Let's get the obvious out of the way first: if Ike Taylor catches the balls that are thrown at him, there probably wouldn't be a need to write this article.
Probably every secondary coach in the NFL makes this a point of emphasis on the first day of mini camp. If the secondary just catches the balls that are thrown right at them, they would lead the NFL in interceptions. However, I don't see Taylor making strides in this area after all these years, so there is not sense belaboring it.
A more interesting aspect to look at would be what the secondary can try to do schematically to help the quarterback make errant throws. Based upon a recent article in the Pittsburgh Tribune Review, this seems to be the direction that the Steelers want to go. Here is the relevant quote from the loquacious one, Ryan Clark:
Some of the things that we did with Deshea (Townsend) and William Gay over the years, we weren't able to do last year. Coach Lake took it slow, but now getting William back and having another year with Cortez is going to allow us to do the things that were successful in years before.
So, what is Clark referencing? What are the "things" that we can look forward to from the secondary this year? We of course have no way of knowing for sure, but we can have a lot of fun speculating.
We can safely assume that the Steelers will try to employ more combination coverages this year. As Clark referenced, these things can be difficult for inexperienced players. The best way to try to understand combination coverages would be to start with one of the most widely known, the Virginia Tech Robber coverage.
Robber coverage was run by defenses against teams that ran two back, one tight end sets. The free safety in this defense was the Robber. He reads the tight end. If the tight end blocks, the free safety becomes the 8th defender in the box. If the tight end releases vertically, the free safety covers him man to man.
If the tight end stays in on pass protection, or releases on a shallow route, things now get interesting. The free safety can plan underneath the post route and allow the corner to bracket over the top. Or, the safety can rob a crossing route from the other side of the field. The safety can read the eyes of the quarterback and adjust his drop accordingly.
Robber defense gave a lot of teams fits.
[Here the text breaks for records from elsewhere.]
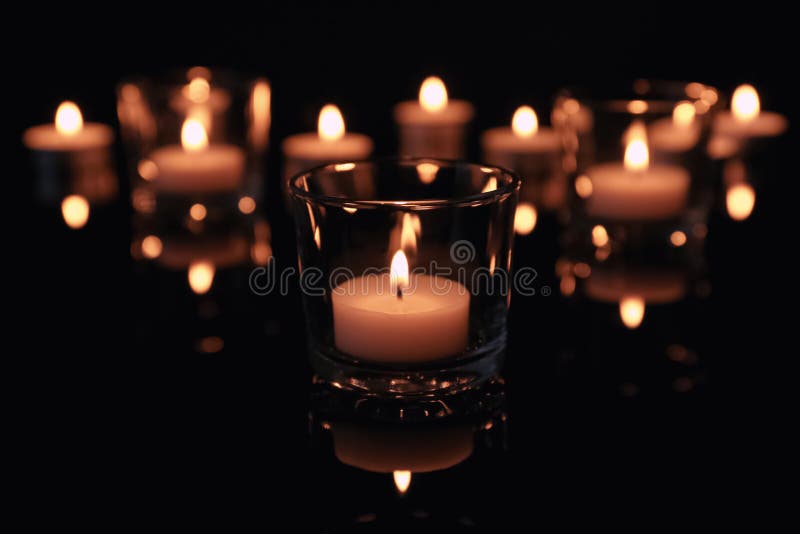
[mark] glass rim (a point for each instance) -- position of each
(501, 192)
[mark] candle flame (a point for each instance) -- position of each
(75, 210)
(683, 114)
(69, 120)
(631, 311)
(330, 125)
(398, 276)
(193, 136)
(740, 199)
(427, 172)
(637, 156)
(745, 103)
(433, 94)
(525, 123)
(402, 480)
(201, 276)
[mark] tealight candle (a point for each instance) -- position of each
(433, 126)
(636, 190)
(195, 166)
(330, 143)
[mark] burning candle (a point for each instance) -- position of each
(331, 143)
(433, 126)
(636, 190)
(195, 166)
(68, 133)
(400, 317)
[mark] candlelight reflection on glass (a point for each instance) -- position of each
(395, 271)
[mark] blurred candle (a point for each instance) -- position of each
(433, 126)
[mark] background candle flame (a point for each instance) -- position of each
(433, 94)
(330, 125)
(69, 120)
(525, 123)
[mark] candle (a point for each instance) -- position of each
(69, 133)
(433, 126)
(195, 166)
(636, 190)
(331, 143)
(678, 133)
(400, 317)
(746, 121)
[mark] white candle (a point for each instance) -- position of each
(397, 318)
(433, 126)
(635, 190)
(331, 143)
(195, 166)
(69, 133)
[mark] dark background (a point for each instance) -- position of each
(132, 420)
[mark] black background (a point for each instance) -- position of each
(137, 424)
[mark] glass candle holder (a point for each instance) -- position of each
(195, 138)
(404, 268)
(640, 169)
The free safety gave a man look one on play and a zone look on another. Moreover, the zone look was constantly changing. Finally, the safety was also blowing up the run. As I am sure you have probably figured out already, Robber became less and less prevalent as teams moved away from two back sets and started spreading defenses out more.
Defenses countered this by adjusting their own personnel. Nickel corners are now basically starters. Corners are normally able to play down closer to the line of scrimmage while both safeties play high. This, as much as anything else, has caused the line between a free safety and a strong safety to pretty much disappear. Because of the predominance of one back formations, the safeties now play high. It is not about getting the 8th defender in the box anymore, it's about getting the 6th defender in there.
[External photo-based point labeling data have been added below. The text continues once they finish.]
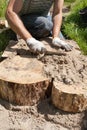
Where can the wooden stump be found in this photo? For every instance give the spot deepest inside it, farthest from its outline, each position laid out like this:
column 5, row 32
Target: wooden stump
column 69, row 98
column 22, row 79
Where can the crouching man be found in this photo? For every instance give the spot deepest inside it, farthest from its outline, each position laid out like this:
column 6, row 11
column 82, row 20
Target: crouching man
column 29, row 19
With more secondary personnel on the field, more combination coverages could now be deployed. With Ike Taylor, the Steelers normally have the luxury of rolling the coverage away from him and allowing him to play bump and run against his man. What Ike lacks in ball skills, he more than makes up for with his press bail technique. Ike actually plays the exact same technique that Darelle Revis does. He plays up on the receiver to take away any short stuff, gets a slight jam in order to disrupts the receivers' release, and then bails in order to stay on top of the receiver and not give up a big play.
With the secondary rotated away from Ike, the Steelers can now get creative.
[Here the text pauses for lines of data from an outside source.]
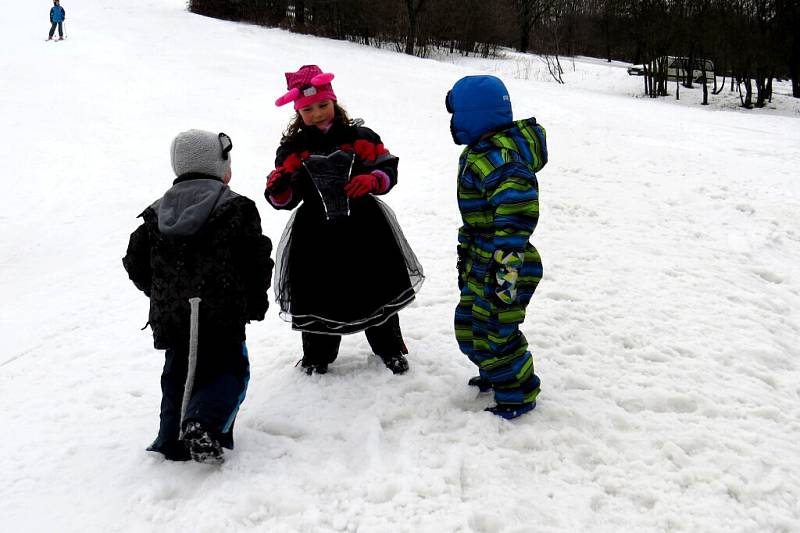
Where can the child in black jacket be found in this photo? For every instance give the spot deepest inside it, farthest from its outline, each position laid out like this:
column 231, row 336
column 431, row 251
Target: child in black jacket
column 203, row 240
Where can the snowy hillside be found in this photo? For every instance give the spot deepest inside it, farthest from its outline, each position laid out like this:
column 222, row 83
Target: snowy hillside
column 666, row 330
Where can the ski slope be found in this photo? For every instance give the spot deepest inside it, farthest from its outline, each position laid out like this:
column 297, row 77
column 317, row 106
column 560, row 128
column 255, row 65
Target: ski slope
column 665, row 331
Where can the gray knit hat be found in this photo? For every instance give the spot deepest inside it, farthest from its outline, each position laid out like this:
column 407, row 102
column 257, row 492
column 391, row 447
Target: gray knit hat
column 201, row 151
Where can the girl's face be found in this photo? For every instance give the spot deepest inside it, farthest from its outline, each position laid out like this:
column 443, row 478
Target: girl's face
column 319, row 114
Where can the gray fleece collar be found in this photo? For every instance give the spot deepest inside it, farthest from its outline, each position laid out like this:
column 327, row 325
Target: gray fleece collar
column 187, row 206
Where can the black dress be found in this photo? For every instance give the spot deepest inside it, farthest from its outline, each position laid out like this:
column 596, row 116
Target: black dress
column 342, row 275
How many times have we seen Troy Polamalu at the line of scrimmage and then bail when the ball is snapped? Oftentimes, Polamalu bails to the flat and allows the corner to take the deep half. Clark then moves from his middle of the field position to cover the over half. The Steelers thus go from a cover 3 look (one defender in the middle of the field) to a cover 2 look (two defenders high).
Where Polamalu gets his much talked about flexibility is that the Steelers give him freedom from where to start. Polamalu can start out lined up next to Lawrence Timmons and then drop. Or, he can line up high and then fly down into the flats. This causes offenses fits.
Corners can also get involved by changing their leverage on the receiver. If a corner knows that he has help deep, he can play inside leverage and make the quarterback throw the ball long and wide (low percentage pass). The corner can also play outside leverage. When the corner plays outside leverage, he can play more over top the receiver and essentially become the deep defender. This then allows someone like Polamalu to come flying down into the flat (as I just described) and make a play on the short route. Polamalu did exactly this a couple of years ago in the opener against Atlanta when he picked off Matt Ryan's 50th attempt to throw the out to Roddy White.
One of my favorite football sayings actually comes from boxing. Everyone has a gameplan until they get hit. Same concept applies to football. A lot of the stuff that the Steelers do is done pre snap. It is dictated by personnel, formation, field position, down and distance, pre snap motion, etc.
Therefore, communication and experience are vital. You can have the greatest scheme in the world, but it comes down to what the players can execute. Experience helps the players process the information quicker and make the calls as needed.
Hopefully, the Steelers can do more with who they have this year and as a result produce more big plays in the secondary.